Personagem e plot caminham lado a lado. Essa revelação da complexidade de seus personagens, a queda das máscaras, só toma forma na história. O próprio enredo ajuda a forjar os personagens, é um processo simultâneo. Mesmo que aquela história pudesse acontecer com qualquer personagem, cada personagem agiria distintamente e levaria essa história para lugares diferentes. Então, nossa sugestão para criar seus personagens é simplesmente não começar por eles, mas sim pensando paralelamente os personagens e a trama.

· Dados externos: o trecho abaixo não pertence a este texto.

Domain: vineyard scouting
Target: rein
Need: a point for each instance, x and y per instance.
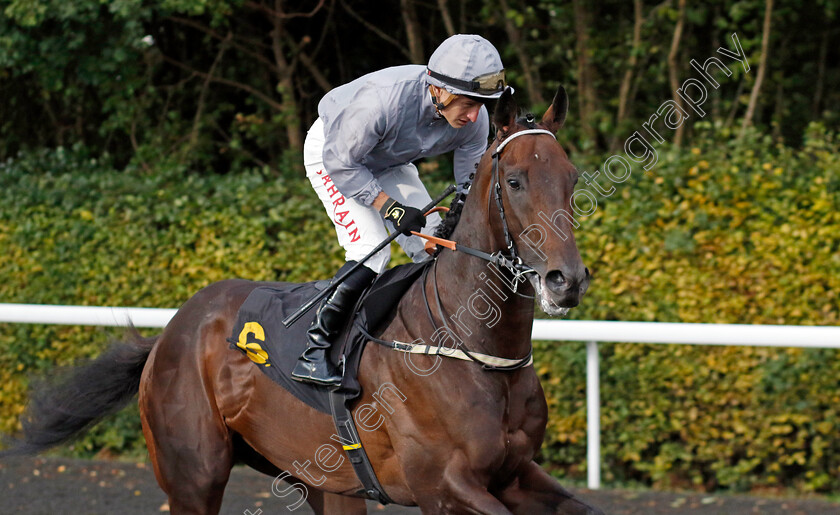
(512, 262)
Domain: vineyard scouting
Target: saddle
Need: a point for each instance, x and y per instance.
(260, 334)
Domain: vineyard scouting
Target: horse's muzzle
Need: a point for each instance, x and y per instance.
(566, 289)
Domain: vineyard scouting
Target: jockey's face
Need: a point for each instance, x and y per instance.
(460, 111)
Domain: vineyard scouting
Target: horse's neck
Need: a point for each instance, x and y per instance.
(476, 296)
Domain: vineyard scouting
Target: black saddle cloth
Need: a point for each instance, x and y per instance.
(261, 335)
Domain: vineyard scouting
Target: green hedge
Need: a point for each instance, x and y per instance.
(726, 231)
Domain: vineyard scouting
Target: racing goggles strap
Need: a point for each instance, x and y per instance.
(487, 84)
(440, 106)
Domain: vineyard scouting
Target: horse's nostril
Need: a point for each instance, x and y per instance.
(555, 280)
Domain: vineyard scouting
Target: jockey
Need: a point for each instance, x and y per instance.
(358, 156)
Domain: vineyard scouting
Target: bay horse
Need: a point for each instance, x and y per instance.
(446, 435)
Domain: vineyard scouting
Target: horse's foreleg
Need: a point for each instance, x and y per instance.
(336, 504)
(536, 491)
(460, 492)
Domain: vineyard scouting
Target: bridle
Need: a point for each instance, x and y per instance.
(512, 262)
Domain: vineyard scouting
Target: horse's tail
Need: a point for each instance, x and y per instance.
(60, 409)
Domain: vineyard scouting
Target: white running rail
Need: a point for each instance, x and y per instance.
(590, 332)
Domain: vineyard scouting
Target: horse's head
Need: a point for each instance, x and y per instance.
(535, 183)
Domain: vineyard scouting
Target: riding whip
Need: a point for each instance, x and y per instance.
(291, 319)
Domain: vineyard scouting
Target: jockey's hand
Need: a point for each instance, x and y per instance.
(404, 218)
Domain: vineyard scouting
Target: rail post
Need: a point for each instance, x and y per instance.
(593, 417)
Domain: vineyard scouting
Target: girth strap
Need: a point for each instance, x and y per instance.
(346, 431)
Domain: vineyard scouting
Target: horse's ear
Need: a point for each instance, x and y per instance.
(554, 118)
(504, 117)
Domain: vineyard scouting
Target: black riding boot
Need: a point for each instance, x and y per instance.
(314, 365)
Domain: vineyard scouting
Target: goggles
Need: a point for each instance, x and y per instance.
(487, 84)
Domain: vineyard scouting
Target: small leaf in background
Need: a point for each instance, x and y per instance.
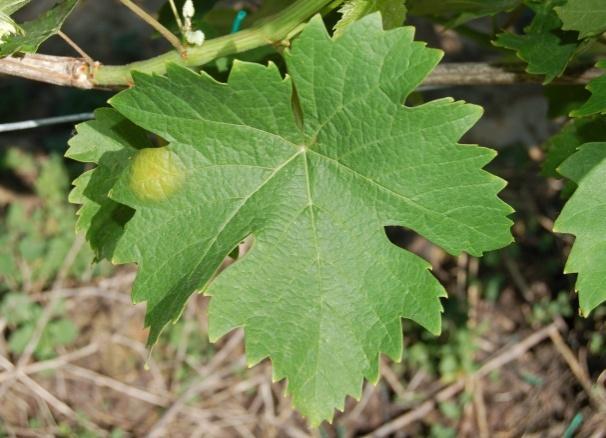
(588, 17)
(37, 31)
(563, 99)
(392, 11)
(565, 143)
(596, 104)
(545, 48)
(7, 24)
(322, 291)
(584, 216)
(457, 12)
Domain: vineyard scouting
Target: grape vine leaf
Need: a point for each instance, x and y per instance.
(109, 141)
(588, 17)
(596, 104)
(37, 31)
(566, 142)
(584, 216)
(392, 11)
(314, 179)
(458, 12)
(545, 48)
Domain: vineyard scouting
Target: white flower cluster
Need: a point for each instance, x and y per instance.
(195, 37)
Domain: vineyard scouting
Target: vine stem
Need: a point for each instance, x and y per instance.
(72, 72)
(273, 30)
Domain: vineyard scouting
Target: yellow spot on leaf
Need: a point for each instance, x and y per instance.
(155, 174)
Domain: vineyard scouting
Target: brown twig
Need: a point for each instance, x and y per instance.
(596, 397)
(510, 354)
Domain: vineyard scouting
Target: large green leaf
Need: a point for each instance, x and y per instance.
(588, 17)
(314, 179)
(596, 104)
(393, 12)
(584, 215)
(37, 31)
(545, 48)
(109, 141)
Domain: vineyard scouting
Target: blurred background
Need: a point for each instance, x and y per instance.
(514, 358)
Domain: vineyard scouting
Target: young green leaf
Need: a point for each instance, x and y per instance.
(545, 48)
(596, 104)
(584, 215)
(588, 17)
(392, 11)
(314, 179)
(37, 31)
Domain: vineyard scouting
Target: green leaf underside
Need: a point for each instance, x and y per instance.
(392, 11)
(37, 31)
(584, 216)
(588, 17)
(460, 11)
(546, 49)
(322, 291)
(566, 142)
(596, 104)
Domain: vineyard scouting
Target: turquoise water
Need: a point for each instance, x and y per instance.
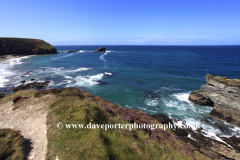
(154, 79)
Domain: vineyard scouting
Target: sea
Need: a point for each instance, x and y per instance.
(152, 79)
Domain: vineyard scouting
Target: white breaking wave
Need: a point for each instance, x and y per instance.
(182, 97)
(63, 56)
(104, 54)
(87, 80)
(5, 67)
(151, 102)
(80, 69)
(108, 74)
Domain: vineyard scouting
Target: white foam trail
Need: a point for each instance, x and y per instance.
(82, 69)
(151, 102)
(182, 97)
(5, 69)
(63, 56)
(102, 56)
(109, 74)
(87, 80)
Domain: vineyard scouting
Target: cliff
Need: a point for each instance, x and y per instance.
(224, 94)
(41, 116)
(24, 46)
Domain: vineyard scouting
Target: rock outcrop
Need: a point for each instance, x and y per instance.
(24, 46)
(31, 85)
(224, 94)
(69, 51)
(101, 49)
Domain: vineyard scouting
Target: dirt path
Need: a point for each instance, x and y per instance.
(30, 119)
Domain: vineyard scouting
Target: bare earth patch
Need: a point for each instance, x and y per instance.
(30, 118)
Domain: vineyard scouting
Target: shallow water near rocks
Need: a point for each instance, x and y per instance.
(154, 79)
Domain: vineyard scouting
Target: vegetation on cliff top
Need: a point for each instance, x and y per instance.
(11, 144)
(73, 106)
(25, 46)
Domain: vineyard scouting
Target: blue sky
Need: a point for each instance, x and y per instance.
(123, 22)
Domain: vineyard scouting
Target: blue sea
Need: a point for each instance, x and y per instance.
(153, 79)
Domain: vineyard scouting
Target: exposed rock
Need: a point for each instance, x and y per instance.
(2, 95)
(31, 85)
(69, 51)
(23, 81)
(101, 49)
(224, 94)
(9, 89)
(24, 46)
(166, 120)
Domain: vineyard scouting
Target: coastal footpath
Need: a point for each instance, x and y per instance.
(222, 93)
(25, 46)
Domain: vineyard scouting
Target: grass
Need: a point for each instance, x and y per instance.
(78, 107)
(36, 42)
(11, 145)
(72, 106)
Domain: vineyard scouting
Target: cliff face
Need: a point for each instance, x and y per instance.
(24, 46)
(224, 94)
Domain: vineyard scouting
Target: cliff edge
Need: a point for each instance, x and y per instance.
(24, 46)
(224, 94)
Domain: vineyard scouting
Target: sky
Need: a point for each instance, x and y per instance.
(123, 22)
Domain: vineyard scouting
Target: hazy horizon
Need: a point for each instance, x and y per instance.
(135, 22)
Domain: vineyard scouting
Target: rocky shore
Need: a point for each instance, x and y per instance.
(24, 46)
(222, 93)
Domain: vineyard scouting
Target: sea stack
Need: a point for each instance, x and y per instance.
(25, 46)
(224, 94)
(101, 49)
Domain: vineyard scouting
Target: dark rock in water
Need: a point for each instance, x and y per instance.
(31, 85)
(166, 120)
(27, 74)
(101, 82)
(224, 94)
(69, 51)
(23, 81)
(2, 95)
(101, 49)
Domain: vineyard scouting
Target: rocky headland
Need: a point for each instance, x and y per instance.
(222, 93)
(24, 46)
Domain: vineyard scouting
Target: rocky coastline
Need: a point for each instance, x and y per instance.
(222, 93)
(24, 46)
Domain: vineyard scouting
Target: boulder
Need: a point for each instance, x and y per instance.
(2, 95)
(101, 49)
(224, 94)
(31, 85)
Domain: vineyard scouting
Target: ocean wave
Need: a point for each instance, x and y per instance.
(63, 56)
(5, 69)
(151, 102)
(87, 80)
(80, 69)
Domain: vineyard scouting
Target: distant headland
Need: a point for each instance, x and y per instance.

“O que eu quero dizer é que meus alunos normalmente abordam o desenvolvimento dos personagens de trás para frente. Eles chegam na sala de aula com toneladas de informações sobre um personagem, mas nenhuma ideia do que fazer com elas. Eles gastaram muito tempo inventando fatos aleatórios, mas pouco ou nenhum tempo estabelecendo um contexto na história de onde empregar esses fatos. Esse tipo de desenvolvimento de personagem é o equivalente a filmar coisas aleatórias e para todos os lados com uma câmera de vídeo e esperar que saia algo útil. Se você tem uma grande ideia para um personagem, sua primeira missão é decidir qual história eles vão te ajudar a contar. Então trabalhe nessa história para estabelecer seu tema. Então responda a questão central: Por que eles tem um problema ou encontram um desafio em particular com esse tema? Agora nós podemos começar a inventar e empregar detalhes ao personagem através de nossa história e nossa trama, e não apenas como um backstory aleatório.” - Julian Hoxter em Write what You don't Know

Defina sua premissa, o tema de sua história e crie seus personagens já com essas informações em mente. Pense em suas 5 características mais importantes. Depois, volte para a história, defina pontos de viradas importantes do primeiro ato e volte para aprofundar os personagens. Como esses personagens reagem a esses conflitos/obstáculos? Que outras características eles possuem? Então, passe para a Estrutura Óssea sugerida por Lajos. Sabendo essas informações, você pode pensar que novas situações são necessários para fazê-los adentrar mais a história, para fazê-los chegar ao seu ponto sem retorno. Assim, você vai criando a estrutura e uma trama completamente ligada a seu personagem. Você pode então voltar para o desenvolvimento dos personagens e detalhar ainda mais seu psicológico.

A escrita de roteiro, às vezes, pede uma forma de pensar não linear, um processo que envolva simultaneamente várias etapas para explorar toda a complexidade que buscamos.

Em próximos textos, iremos falar sobre tipificação ( já faz tempo que prometemos, mas agora vai) e uma sugestão de exercício muito bom para trabalhar o aspecto psicológico do seu personagem.